That's about as far as I got. But it's pretty much the usual. Just it's in a different language.


----------



## Taffylyon10 (Sep 1, 2013)

*Plexi Molds*

Thank you for the suggestion. I think they have some incredible molds and unique concepts as to the shape and width. I am indeed a beginner at soaping however I have marbled paper in the past and thought that might be a helpful skill for soap making. I love the different scents that are on the market and think this will be my biggest challenge, mixing the scents and different oils. 
I want to make soaps that add wonderful moisture to the skin but also a thing
of beauty. I am in awe of the forum and the generosity of everyone.


----------



## moonbeam (Sep 1, 2013)

Thank you for sharing a new source, always fun to see new things!


----------



## Lissa Loo (Sep 29, 2013)

I just recently bought wooden mold for the first time because the silicone molds are getting so pricey or on back order...f*o*r*e*v*e*r*. I am not please, with the mold or my ability to line it, but I will get better.

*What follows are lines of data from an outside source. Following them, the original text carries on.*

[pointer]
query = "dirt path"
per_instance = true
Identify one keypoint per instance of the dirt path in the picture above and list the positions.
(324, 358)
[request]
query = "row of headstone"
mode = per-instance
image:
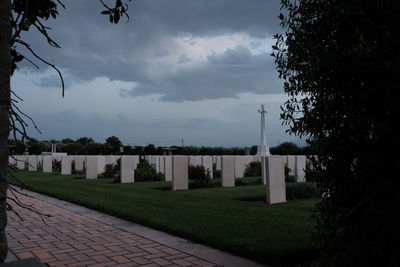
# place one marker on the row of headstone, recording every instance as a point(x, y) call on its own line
point(240, 162)
point(175, 168)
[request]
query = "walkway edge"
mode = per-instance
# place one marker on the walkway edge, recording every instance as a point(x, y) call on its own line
point(201, 251)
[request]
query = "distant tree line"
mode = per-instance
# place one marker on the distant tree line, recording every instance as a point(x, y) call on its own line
point(113, 146)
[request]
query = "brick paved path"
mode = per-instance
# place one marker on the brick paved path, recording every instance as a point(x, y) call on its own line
point(70, 239)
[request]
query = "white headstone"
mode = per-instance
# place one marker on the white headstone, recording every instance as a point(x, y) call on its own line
point(47, 164)
point(91, 167)
point(195, 160)
point(180, 173)
point(291, 164)
point(157, 163)
point(40, 159)
point(66, 165)
point(228, 171)
point(207, 164)
point(218, 163)
point(274, 175)
point(162, 164)
point(101, 164)
point(300, 168)
point(32, 163)
point(240, 164)
point(128, 168)
point(11, 160)
point(168, 168)
point(21, 162)
point(79, 163)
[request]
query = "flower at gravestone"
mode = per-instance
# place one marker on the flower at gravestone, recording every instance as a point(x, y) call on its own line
point(253, 169)
point(146, 172)
point(200, 176)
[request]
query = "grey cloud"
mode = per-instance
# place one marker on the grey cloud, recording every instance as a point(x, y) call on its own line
point(54, 81)
point(92, 47)
point(226, 75)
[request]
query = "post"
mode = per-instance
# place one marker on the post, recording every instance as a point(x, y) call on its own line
point(275, 179)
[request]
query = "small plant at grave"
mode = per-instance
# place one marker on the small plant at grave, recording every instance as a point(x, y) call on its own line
point(253, 169)
point(289, 178)
point(200, 176)
point(311, 174)
point(217, 173)
point(111, 170)
point(56, 166)
point(248, 181)
point(146, 172)
point(301, 190)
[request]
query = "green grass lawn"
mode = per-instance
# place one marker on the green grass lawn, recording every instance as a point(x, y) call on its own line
point(277, 234)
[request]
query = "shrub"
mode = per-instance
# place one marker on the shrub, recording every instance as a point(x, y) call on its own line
point(56, 166)
point(289, 178)
point(253, 169)
point(200, 176)
point(301, 190)
point(111, 170)
point(216, 173)
point(146, 172)
point(248, 181)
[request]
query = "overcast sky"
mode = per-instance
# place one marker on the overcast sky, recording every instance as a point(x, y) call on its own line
point(196, 70)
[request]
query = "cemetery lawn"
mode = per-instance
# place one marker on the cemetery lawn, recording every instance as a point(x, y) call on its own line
point(231, 219)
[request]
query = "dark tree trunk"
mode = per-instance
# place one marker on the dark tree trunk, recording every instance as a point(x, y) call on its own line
point(5, 73)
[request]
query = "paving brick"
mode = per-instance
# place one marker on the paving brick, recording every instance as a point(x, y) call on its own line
point(72, 239)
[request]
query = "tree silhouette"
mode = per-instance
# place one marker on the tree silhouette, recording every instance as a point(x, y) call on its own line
point(339, 60)
point(17, 17)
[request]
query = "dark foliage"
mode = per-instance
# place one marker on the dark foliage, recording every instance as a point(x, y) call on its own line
point(146, 172)
point(340, 63)
point(201, 176)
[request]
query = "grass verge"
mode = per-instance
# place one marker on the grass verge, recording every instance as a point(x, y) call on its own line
point(277, 234)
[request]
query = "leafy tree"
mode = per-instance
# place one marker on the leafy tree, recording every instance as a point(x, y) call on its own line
point(150, 149)
point(85, 140)
point(34, 147)
point(67, 141)
point(340, 63)
point(16, 17)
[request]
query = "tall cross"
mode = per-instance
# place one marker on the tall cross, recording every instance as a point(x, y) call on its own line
point(263, 112)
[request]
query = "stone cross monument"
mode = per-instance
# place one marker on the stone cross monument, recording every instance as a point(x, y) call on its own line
point(263, 149)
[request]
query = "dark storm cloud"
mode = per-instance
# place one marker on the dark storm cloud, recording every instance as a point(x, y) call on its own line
point(92, 47)
point(226, 75)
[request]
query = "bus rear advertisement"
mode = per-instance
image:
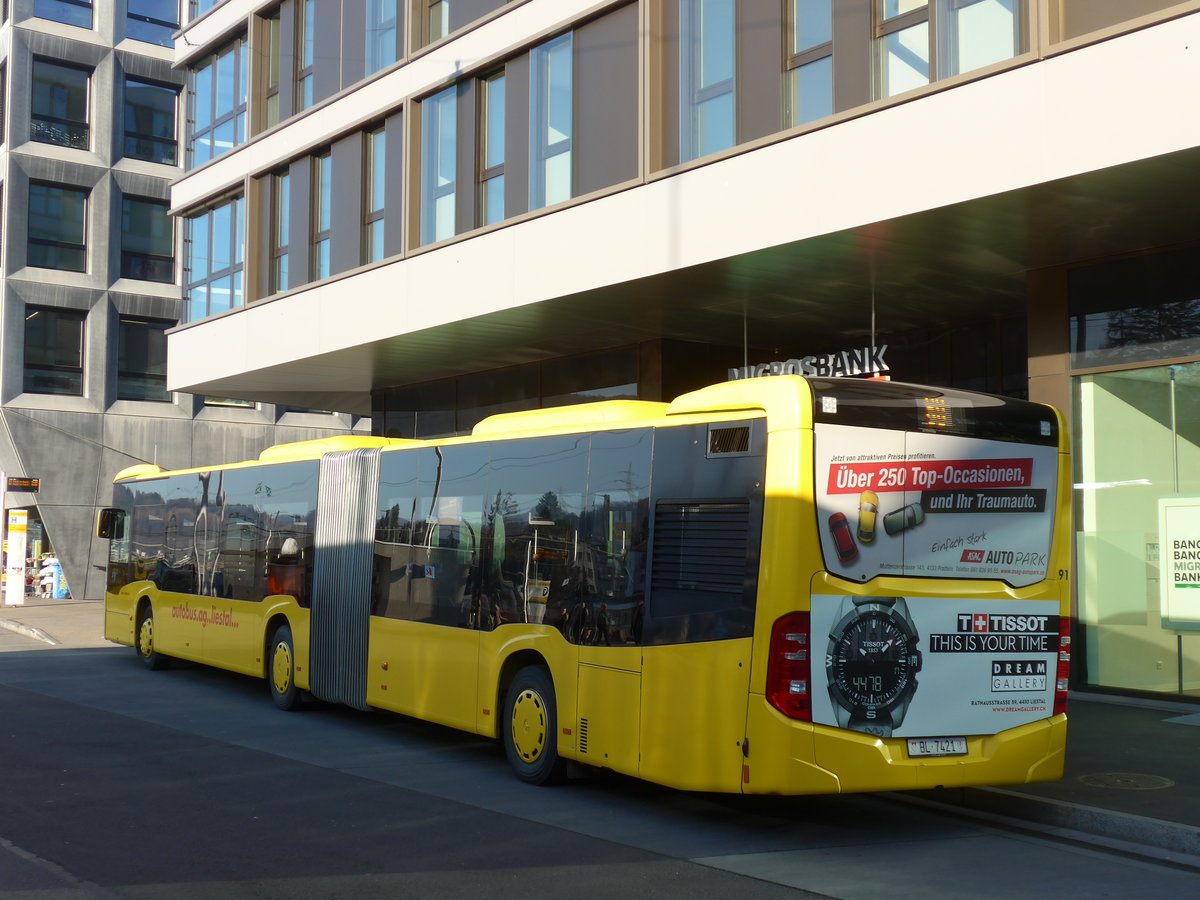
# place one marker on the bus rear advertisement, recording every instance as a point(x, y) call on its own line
point(784, 585)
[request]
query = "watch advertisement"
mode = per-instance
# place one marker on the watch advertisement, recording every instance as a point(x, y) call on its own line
point(919, 666)
point(934, 505)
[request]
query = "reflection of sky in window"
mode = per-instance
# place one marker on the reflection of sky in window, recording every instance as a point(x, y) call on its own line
point(813, 23)
point(983, 33)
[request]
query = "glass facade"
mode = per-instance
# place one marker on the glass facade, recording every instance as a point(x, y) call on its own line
point(148, 240)
point(58, 222)
point(153, 21)
point(1138, 472)
point(150, 121)
point(322, 216)
point(54, 351)
point(142, 360)
point(59, 108)
point(810, 65)
point(215, 259)
point(552, 120)
point(707, 61)
point(219, 103)
point(375, 147)
point(69, 12)
point(439, 162)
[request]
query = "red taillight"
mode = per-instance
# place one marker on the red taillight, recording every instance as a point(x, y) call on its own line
point(789, 669)
point(1063, 669)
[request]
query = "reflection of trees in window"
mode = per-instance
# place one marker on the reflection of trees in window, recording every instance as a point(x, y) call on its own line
point(219, 105)
point(1153, 324)
point(59, 111)
point(150, 121)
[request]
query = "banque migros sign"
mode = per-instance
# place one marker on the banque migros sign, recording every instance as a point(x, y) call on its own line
point(864, 360)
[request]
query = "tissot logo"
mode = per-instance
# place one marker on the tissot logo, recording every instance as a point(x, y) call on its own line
point(983, 623)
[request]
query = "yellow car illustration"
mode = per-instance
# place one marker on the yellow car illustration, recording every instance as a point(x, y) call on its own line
point(868, 509)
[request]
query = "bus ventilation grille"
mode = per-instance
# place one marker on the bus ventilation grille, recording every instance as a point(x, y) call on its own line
point(729, 441)
point(701, 546)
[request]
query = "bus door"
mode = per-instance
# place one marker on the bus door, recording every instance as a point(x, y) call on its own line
point(706, 532)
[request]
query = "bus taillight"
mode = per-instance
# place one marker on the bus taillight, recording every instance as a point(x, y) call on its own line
point(789, 669)
point(1061, 673)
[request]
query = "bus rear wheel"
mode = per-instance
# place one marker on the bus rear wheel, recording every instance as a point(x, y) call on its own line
point(531, 727)
point(144, 641)
point(281, 670)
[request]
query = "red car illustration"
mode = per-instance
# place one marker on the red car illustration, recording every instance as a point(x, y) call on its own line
point(843, 539)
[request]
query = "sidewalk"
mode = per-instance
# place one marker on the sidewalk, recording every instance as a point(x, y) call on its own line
point(69, 624)
point(1132, 775)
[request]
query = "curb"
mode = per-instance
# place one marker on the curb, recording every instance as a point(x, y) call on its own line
point(1125, 832)
point(29, 631)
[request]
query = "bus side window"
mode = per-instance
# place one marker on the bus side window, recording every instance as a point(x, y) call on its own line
point(111, 523)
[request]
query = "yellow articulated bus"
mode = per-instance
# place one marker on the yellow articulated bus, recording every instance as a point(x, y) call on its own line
point(779, 585)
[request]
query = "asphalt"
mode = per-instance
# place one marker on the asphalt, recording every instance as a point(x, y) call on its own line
point(1132, 779)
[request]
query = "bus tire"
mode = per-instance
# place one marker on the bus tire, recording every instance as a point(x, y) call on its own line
point(281, 670)
point(143, 641)
point(531, 727)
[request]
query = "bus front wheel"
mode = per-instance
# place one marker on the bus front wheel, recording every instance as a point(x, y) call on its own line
point(531, 727)
point(281, 670)
point(144, 641)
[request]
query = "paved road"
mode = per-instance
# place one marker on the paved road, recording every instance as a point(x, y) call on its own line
point(189, 784)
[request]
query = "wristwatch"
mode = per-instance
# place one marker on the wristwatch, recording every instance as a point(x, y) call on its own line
point(871, 664)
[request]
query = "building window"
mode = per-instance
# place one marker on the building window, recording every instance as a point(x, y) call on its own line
point(439, 160)
point(219, 90)
point(59, 112)
point(69, 12)
point(53, 351)
point(148, 241)
point(437, 19)
point(281, 211)
point(322, 215)
point(981, 33)
point(198, 7)
point(58, 217)
point(271, 71)
point(375, 147)
point(153, 21)
point(551, 114)
point(707, 109)
point(215, 253)
point(810, 60)
point(142, 360)
point(150, 121)
point(382, 34)
point(306, 35)
point(917, 45)
point(491, 150)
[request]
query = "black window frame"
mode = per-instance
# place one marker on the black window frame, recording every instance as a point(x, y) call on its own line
point(147, 265)
point(135, 381)
point(39, 376)
point(136, 139)
point(46, 127)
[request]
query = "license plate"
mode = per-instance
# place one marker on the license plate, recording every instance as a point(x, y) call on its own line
point(937, 747)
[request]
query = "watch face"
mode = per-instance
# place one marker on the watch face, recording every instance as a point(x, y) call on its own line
point(869, 664)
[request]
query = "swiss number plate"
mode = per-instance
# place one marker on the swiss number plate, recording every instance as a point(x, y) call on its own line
point(937, 747)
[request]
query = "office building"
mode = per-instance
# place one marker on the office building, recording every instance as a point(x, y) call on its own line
point(91, 142)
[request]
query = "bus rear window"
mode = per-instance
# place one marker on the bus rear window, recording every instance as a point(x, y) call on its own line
point(907, 407)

I need to know if there is anywhere else to get an acrylic mold at a descent price. I have had some bad experience with foreign orders and I just don't want to risk the headache at such a crucial time for my soap. Any idea?


----------



## Lissa Loo (Sep 29, 2013)

I found a new acrylic mold supplier, she is on etsy and she is taking custom orders, She just recently injured her hand but she is getting back up to speed now. She is in the states, her name is Jessica Porter the link~ https://www.etsy.com/shop/AcrylicMakeup
I have not received mine yet but I will fill you in when I do. I hope this helps someone out like it did me


----------